At North Carolina’s ratifying convention, James Iredell told the delegates that when “Congress passes a law consistent with the Constitution, it is to be binding on the people. If Congress, under pretense of executing one power, should, in fact, usurp another, they will violate the Constitution.” In December 1787 Roger Sherman observed that an “excellency of the constitution” was that “when the government of the united States acts within its proper bounds it will be the interest of the legislatures of the particular States to Support it, but when it leaps over those bounds and interferes with the rights of the State governments they will be powerful enough to check it.”
McClanahan’s conclusion, having made a thorough review of the primary sources, is hardly surprising: the Constitution is not being interpreted the way the ratifiers were assured it would be.
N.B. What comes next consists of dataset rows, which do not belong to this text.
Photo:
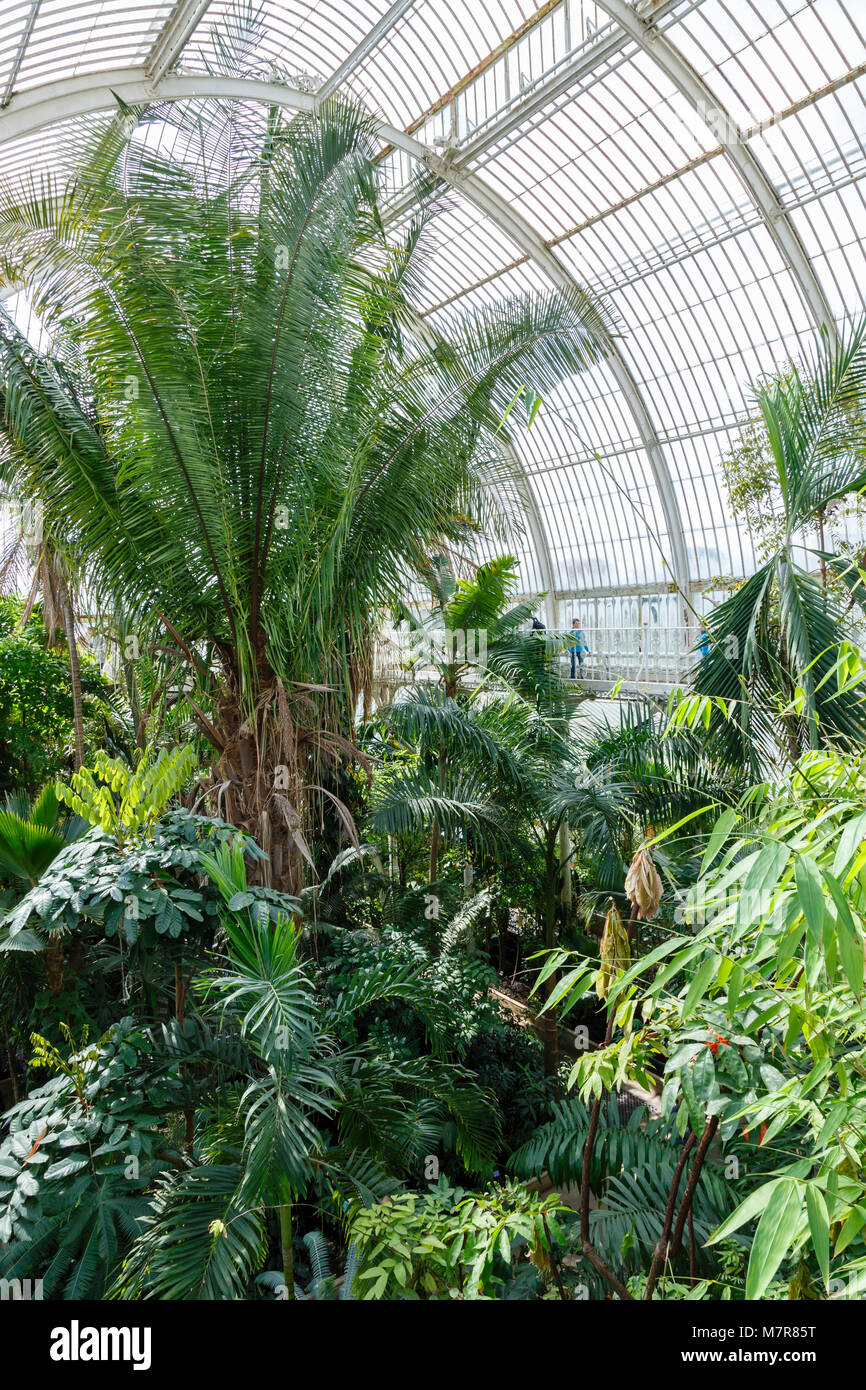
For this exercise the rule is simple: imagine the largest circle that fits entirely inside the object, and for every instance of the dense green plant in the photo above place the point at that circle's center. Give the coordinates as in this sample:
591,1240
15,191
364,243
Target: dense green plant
755,1018
260,495
36,736
448,1243
780,631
Yes, nationalists could be found at the Philadelphia Convention of 1787, but their proposals were by and large rejected, and the Constitution was sold to the state ratifying conventions as a document that preserved the sovereign powers of the peoples of the states.
In fact, says McClanahan, fashionable modern opinion—which finds vast reservoirs of federal power tucked away in the various clauses we’ve examined here—is pretty much the opposite of how supporters of the Constitution themselves insisted the document would be interpreted.
So what can we do about it? McClanahan suggests “a better educated public.” Translation: things are grim.
I am nit-picking, to be sure. McClanahan has not written a strategy manual, and in any event the proper way forward is far from obvious.
But presumably we have reached the point at which we are permitted a few deviations from the received narrative of U.S. history, which holds that the stupid Articles of Confederation, with all the inevitability of a law of history, simply had to give way to the Constitution.
The difficulties some people complained of under the Articles were trivial in comparison to what Americans suffer under its successor document. It’s time we acknowledged this, instead of thoughtlessly repeating the complaints against the Articles we learned by rote in junior high. Keith Dougherty’s Collective Action Under the Articles of Confederation shows that the states in fact contributed more to the Confederation government than the political scientists’ rational-choice models would lead us to expect.
James Madison biographer Kevin Gutzman surveys the evidence and concludes that Richard Henry Lee, a one-time president of Congress from Virginia, “was right to say that the financial difficulties faced by Congress in 1787–88 resulted from an enormous war against the world’s most powerful nation, not from the failure of the free, decentralized government for which the war had been fought. In other words, George Mason was right to say that it didn’t make sense to surrender decentralized, republican government in 1787-88 only four years after winning it in 1783.”
But the Constitution is what we have, and Brion McClanahan has performed a valuable service for historians and concerned Americans by showing that the country’s governing document is not so inscrutable after all, and we need not rely on judges and law professors to tell us what it means. The historical record is a better guide.
Thomas E. Woods Jr. is the New York Times bestselling author of The Politically Incorrect Guide to American History and ten other books.